How Do Dinosaurs Play with Their Friends? By Jane Yolen & Mark Teague. Blue Sky Press/Scholastic. $6.99.

The Baby-Sitters Club #2: The Truth about Stacey. By Ann M. Martin. Adapted and illustrated by Raina Telgemeier. Graphix/Scholastic. $8.99.

     There are some books that you buy simply to look at, not to read.  Adults know this phenomenon: that’s what coffee-table books are all about.  For the youngest kids, books of pictures can be a first experience with books of any sort.  But what about kids’ books whose primary reason for being is their outstanding appearance, not their verbal contents?  Those are much rarer, and Mommy? is so rare that it is just about one of a kind.  This is the first pop-up book by Maurice Sendak – a fact that apparently justifies its inordinately high price and its shrink wrapping (which means you cannot look through it before buying it, unless the store helpfully has a copy on display).  This is one of those books that you buy as an extravagance – and how about that!  We are right in the season of buying gifts as extravagances!  But because this book uses Maurice Sendak’s art, don’t expect anything seasonally appropriate – unless the season is Halloween time.  The book is chock-full of ghosties and ghoulies and all those sorts of things…and it is utterly charming and completely captivating.  Think about the one-word title.  What we have here is a little boy who opens what appears to be the door of the wrongest possible house as he searches for his mother.  From room to room he wanders, startling a vampire, a wolfman, a Frankenstein’s monster and more, saying the single word “Mommy?” over and over.  At the end, with a bit of paper engineering even more remarkable than the startling foldouts that have come before, he finds – well, let’s just say this ends happily.  And very Sendak-ly.

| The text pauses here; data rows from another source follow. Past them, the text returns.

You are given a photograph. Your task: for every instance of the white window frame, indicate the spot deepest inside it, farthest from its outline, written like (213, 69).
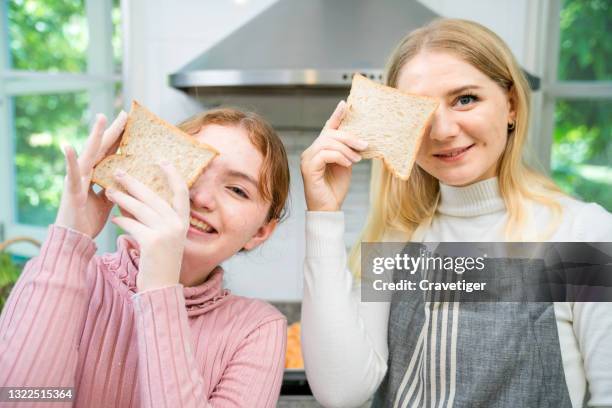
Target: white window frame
(542, 53)
(99, 81)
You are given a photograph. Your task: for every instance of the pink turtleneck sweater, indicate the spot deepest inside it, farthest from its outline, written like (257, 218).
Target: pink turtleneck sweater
(75, 320)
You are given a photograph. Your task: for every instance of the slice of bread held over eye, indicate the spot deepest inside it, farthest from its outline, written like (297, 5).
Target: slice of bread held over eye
(391, 121)
(148, 140)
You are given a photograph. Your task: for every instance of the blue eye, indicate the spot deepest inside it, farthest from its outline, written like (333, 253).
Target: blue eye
(239, 191)
(465, 100)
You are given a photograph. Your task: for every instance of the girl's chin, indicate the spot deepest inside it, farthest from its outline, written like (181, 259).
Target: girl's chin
(457, 179)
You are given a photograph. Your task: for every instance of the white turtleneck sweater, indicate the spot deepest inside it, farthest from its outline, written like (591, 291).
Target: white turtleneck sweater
(344, 340)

     There’s a special style of its own to the How Do Dinosaurs…? series by Jane Yolen and Mark Teague.  In these books, misbehaving kids are shown as realistically drawn dinosaurs (although their parents and playmates are drawn as humans) – the visual point being that children’s misbehavior looms large.  That’s not a point that children themselves will get from these books – they’ll simply have a great time watching dinos ride tricycles, play on see-saws, chase balls and much more.  How Do Dinosaurs Learn Their Colors? and How Do Dinosaurs Play with Their Friends? are board-book entries in this series, and they’re as visually striking as can be.  Yolen and Teague fill them with little bits of amusement that parents will love, as when the page “white chalk marks on an old black slate” shows a dinosaur holding a blackboard bearing its name, Polacanthus.  The “colors” book simply shows colored objects used by the dinos, with each color printed in itself (the word “blue” in blue type, for example).  The mischief here is mild but, as always, very funny – check out the dino with the yellow banana, blithely tossing the skin away.  In the “friends” book, misbehavior is more pronounced, shown clearly (and amusingly) above admonitory text in these books' usual “question” format – here, about whether a dinosaur does certain things when a friend visits: “Does he hide all his dump trucks, refusing to share? Does he throw his friends’ coloring books in the air?”  The images are so funny that the later-in-the-book message about proper behavior goes down much more easily.  And that, of course, is exactly the point.

     The friends in Ann Martin’s popular Baby-Sitters Club series are older – seventh graders – but their problems come across well in illustrated form, too.  Raina Telgemeier has done a fine job turning The Truth about Stacey into a graphic novel – having already done well with Kristy’s Great Idea, the first of these graphic novelizations.  The Truth about Stacey features two intertwined stories: Stacey’s problems with her parents as they seek better treatment for her diabetes, without consulting her; and the entire club’s problem with a new club of sitters set up by older girls who are quite irresponsible – but whom parents favor because they seem to be more grown-up.  Everything works out well in the end, and in truth, this is a story-driven book as much as a picture-driven one, since its plot comes from Martin’s original work.  But the pictures can make this story appealing to visually oriented girls who have not read Martin’s many books.  Most of the drawings are simple and straightforward, but a few – such as ones in a candy store – are attractively elaborate, and some are appropriately dark when characters are angry or sad.  This graphic-novel series is worth looking at and reading.